Saturday, March 31, 2007

Sticking it to the Fat Guy

Expert from scrolls of ancient conversation:

King/General Rich Guy/Religious Bigwig: Let's build something impressive that will cost us a bomb (but that's ok, I'm rich/ the coffers are full/ the faithful are rich) and people will come for miles around to see and it will make me rich(er) and famous.

Common Man/ General Lackey/ Novice: Cool, let's.

King/General Rich Guy/Religious Bigwig: Its all about location, location, location. Where's a good spot you think?

C/GL/N: Well here's a great spot. Nice flat open spacious grounds. Close to the main roads. Good access to everything around.

K/GRG/RB: Oh no, that's way too easy. Let's build it instead on this almost inaccessible hill.
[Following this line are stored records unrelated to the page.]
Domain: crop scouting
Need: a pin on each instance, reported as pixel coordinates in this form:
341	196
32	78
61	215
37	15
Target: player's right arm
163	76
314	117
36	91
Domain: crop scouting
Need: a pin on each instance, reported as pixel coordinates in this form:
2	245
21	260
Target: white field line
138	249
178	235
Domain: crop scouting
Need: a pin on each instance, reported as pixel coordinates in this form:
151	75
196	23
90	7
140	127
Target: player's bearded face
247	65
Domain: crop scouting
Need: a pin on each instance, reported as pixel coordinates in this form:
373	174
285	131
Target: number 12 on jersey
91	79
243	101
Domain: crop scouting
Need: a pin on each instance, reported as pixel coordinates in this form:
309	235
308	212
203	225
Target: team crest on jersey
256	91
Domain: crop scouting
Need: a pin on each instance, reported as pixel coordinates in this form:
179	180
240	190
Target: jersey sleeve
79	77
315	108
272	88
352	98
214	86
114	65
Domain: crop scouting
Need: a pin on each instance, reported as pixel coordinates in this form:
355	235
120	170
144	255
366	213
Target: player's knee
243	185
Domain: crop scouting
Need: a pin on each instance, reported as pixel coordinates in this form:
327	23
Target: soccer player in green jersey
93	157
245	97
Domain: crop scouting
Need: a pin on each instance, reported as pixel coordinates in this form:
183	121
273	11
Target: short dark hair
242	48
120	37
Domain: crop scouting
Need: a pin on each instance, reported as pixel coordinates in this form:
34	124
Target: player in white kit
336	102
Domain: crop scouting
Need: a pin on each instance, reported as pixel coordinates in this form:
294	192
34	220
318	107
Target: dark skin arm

Let's add some more steps leading up to the hill and just for kicks, let's make a rule that folks who come visit must be shoeless, hat less and hapless - to go with the breathless they'll be by the time they get up to the top.

..... and so it was.

Which is why every God D*mned temple, church, monument and shrine I've been to over the past 4 months has been situated in the most hard-to-reach, out-of-the-way, guaranteed-to-give-you-a-heart-attack spot. It obviously wasn't enough that the original poor workers had to haul up tons of wood, bricks, stone and general monument making equipment but also today's everyday tourist has to puff and pant their way up - all for a chance at a glimpse of greatness.

And the worst part is that all those Kings and General Rich Guys and Religious Grand Kahunas were all probably ferried up that mountain - probably on the backs of the Common Man who probably cursed himself all the way to the top regretting his initial enthusiasm.

1 comment:

Jules said...

Hahahahaha! That was really funny! (mostly because it is so true!)